Anyone remember Colgan 3407? That First Officer mentioned flying sick because they didn't want to pay for a hotel room.

If an American Eagle pilot commutes home anyway they could have their travel privileges revoked meaning they can't commute to work on American Airlines or American Eagle. Management can easily track a crew member even if they fly on another airline.

This industry is in a tailspin. I've already told my wife I am prepared to exit if I'm forced to work for less money than I expected when I joined my airline. She supports me. I love my job. I love flying....but I will not do it for sub poverty wages.

Good luck Expressjet and Eagle. The results will be known January 14th for BOTH airlines.



  1. Hold the line Geek! Full pay to the last day!

  2. Supply and Demand

    Problem is that supply of pilots is governed by by the number of kids fascinated by shiny air planes but have no idea of how they will be squished by their future employer.

    And demand for seats is governed by - well by how many customers can see and

    advantage in by a ticket.

    As long as supply is not guided by the real prospects of Return on Investment, the airlines can get away with it. And it is unlikely to change.

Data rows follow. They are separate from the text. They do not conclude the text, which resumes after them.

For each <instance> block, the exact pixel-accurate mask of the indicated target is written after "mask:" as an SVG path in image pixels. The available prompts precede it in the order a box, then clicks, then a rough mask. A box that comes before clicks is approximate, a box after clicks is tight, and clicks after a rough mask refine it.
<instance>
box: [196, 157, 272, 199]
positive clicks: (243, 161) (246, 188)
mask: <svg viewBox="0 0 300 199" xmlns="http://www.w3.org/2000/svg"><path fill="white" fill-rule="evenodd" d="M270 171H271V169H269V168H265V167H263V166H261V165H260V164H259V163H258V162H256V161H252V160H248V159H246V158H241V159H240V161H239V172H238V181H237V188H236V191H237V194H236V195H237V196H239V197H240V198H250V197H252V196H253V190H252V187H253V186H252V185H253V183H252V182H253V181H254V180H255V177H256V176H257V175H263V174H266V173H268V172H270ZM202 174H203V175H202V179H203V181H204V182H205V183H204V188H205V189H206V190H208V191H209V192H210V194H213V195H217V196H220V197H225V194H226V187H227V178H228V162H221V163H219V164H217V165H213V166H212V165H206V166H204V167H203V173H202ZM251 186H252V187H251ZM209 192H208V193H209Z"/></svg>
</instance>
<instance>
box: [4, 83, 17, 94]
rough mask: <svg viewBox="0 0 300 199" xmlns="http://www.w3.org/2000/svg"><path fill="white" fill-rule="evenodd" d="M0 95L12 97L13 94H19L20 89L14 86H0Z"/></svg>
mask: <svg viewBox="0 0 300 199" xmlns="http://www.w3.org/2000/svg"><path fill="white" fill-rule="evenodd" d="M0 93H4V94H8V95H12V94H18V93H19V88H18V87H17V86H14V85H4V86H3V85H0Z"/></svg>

  3. I came across this blog right when Geek started it. I was in flight school and was
    absolutely obsessed with flying and working towards joining the airlines. I started commenting on the blog and emailing Geek, and he was kind enough to offer advice and put up with my dumb questions. Eventually, he was even
    nice enough to help me get hired. A few things happened and, long story short, I ended up working somewhere else. But, what I learned on this blog and talking to Geek really helped me understand the ins and outs of working for an airline, and really put me ahead of the game. I still come by the blog and see what’s going on.

    The situation is really unfortunate. I love my job. I like the flying, the airplane, the
    overnights, the people I work with. That’s what’s such a shame. It’s a great job. But the fact that pilots are being pressured to take pay and quality of life cuts to compensate for incompetent management is down right ridiculous. We’re pilots.
    We fly the planes where they tell us. That’s it. We have no control over our operation. It’s not our place to worry about getting and securing more flying. It’s management’s job, not ours. I absolutely will not take hits to pick up their slack.

    The regional industry is such a mess it’s unbelievable. The large companies that have historically been good to work for, like American Eagle and ExpressJet, are the ones that are being hit, because they’re more expensive. And the mainline airlines contracting the regionals only care about how cheap they can get feed, not the quality that Eagle and Express used to be known for. They just can’t compete.

    Special thanks to PSA for lowering the bar for everybody else. Hope they enjoy their shiny new "American Eagle" jets.

    Good luck everybody.

    - C

  4. Blogs like this, forums, countless hours of research, and agonizing led me to never take on another dime of debt for flight training. Once I get some money saved, I'm going to continue my ratings at a nice large towered flight school (not a big name school), with good rental rates, a few multi's, and a credit card I get points on (paid off in full every month). Since I work a day job, this is very doable.. If more people took this route, management wouldn't have anyone left to abuse. With 0 debt, I can walk away from any bad situation. Thank you for your insight and honesty.. It really helps out a lot of people. This advice can apply to any career field.. If you are out of debt and keep your obligations to a minimum, they have almost no power over you. Ultimately your risk tolerance goes way up (to take chances with other jobs, companies, whatever), and hopefully the rewards can go up along with it! I hope everything works out for you.. you deserve it.. Hang in there, hopefully once this tornado passes, things get better for everyone.